Maze elevated ransomware's threat from data encryption, to data exfiltration. As Maze operators transition to Egregor, little is known as to why Maze ran its course given its profitability. When other strains shut down, it's usually with a successor waiting for its debut. Concrete reasons are rarely provided.
Maze operators have been sued for publishing stolen data on their website and influenced other ransomware operators to adopt the data breach function.
Just before its shutdown, Tesla allegedly almost became a Maze victim. In August, Tesla was targeted by a proxied insider threat. The Department of Justice indicted "Russian national" Egor Igorevich Kriuchkov for his part in conspiring "to intentionally cause damage to a protected computer." Kriuchkov attempted to sway employees to inject ransomware into company computers.
"After the malware was introduced, Kriuchkov and his co-conspirators would extract data from the network and then threaten to make the information public, unless the company paid their ransom demand," said the DOJ. It's the same tactic that made Maze as prolific as it is.

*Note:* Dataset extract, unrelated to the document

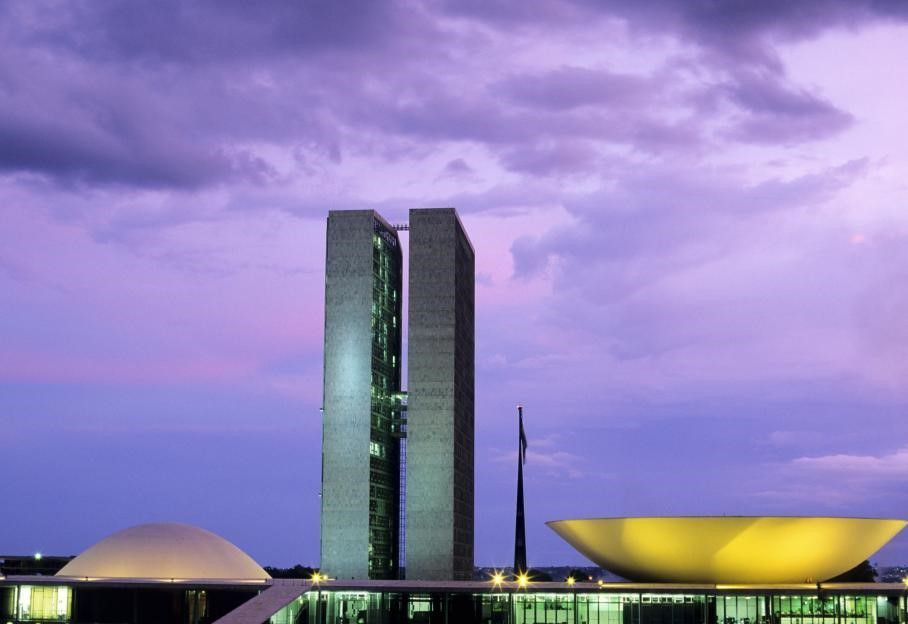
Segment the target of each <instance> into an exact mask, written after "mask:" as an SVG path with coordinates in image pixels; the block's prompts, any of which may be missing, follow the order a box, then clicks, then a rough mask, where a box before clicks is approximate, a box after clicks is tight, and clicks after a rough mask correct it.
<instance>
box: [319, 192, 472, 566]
mask: <svg viewBox="0 0 908 624" xmlns="http://www.w3.org/2000/svg"><path fill="white" fill-rule="evenodd" d="M399 230H407V231H409V289H408V293H407V294H408V299H409V307H408V317H409V327H408V330H409V331H408V334H409V336H408V344H407V355H408V375H407V391H406V392H403V391H402V387H401V383H402V374H401V371H402V355H403V352H402V339H401V338H402V334H403V315H402V312H403V300H404V291H403V277H402V276H403V262H404V257H403V254H402V252H401V242H400V237H399V235H398V231H399ZM473 319H474V253H473V247H472V245H471V244H470V241H469V238H468V237H467V235H466V232H465V231H464V229H463V225H462V224H461V222H460V219H459V218H458V216H457V213H456V211H455V210H454V209H453V208H437V209H414V210H411V211H410V218H409V224H408V225H406V226H397V227H394V226H392V225H391V224H389V223H388V222H387V221H385V220H384V219H383V218H382V217H381V216H380V215H379V214H378V213H376V212H374V211H371V210H351V211H332V212H330V213H329V215H328V231H327V254H326V267H325V370H324V373H325V375H324V403H323V410H324V415H323V434H322V491H321V494H322V498H321V566H322V569H324V570H329V571H330V573H331V575H332V576H336V577H337V578H346V579H394V578H402V577H403V570H404V569H405V570H406V576H407V577H408V578H411V579H426V580H450V579H469V578H470V577H471V575H472V571H473V377H474V329H473V322H474V321H473Z"/></svg>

"The person nabbed by the FBI in the Tesla incident may be a member of one of the groups in Maze's cartel," Brett Callow, threat analyst at Emsisoft, told Cybersecurity Dive in an email.
Mandiant researchers determined Russian-speaking actors were soliciting for more people to join the Maze operation earlier this year. Madiant suggested Maze "operates under an affiliate model and is not distributed by a single group," with different parties receiving a slice of a ransom.
Maze didn't discriminate against the industries it targeted, though early on in the pandemic, the operators said they would refrain from victimizing healthcare-related organizations. It was an empty promise.
Just as they said in December last year, operators claimed its cyberattacks fall short of "socially significant services," including "hospitals, cancer centers, maternity hospitals and other socially vital objects." In Cybersecurity Dive's ransomware 2020 tracker, Maze has targeted at least 11 healthcare organizations since February.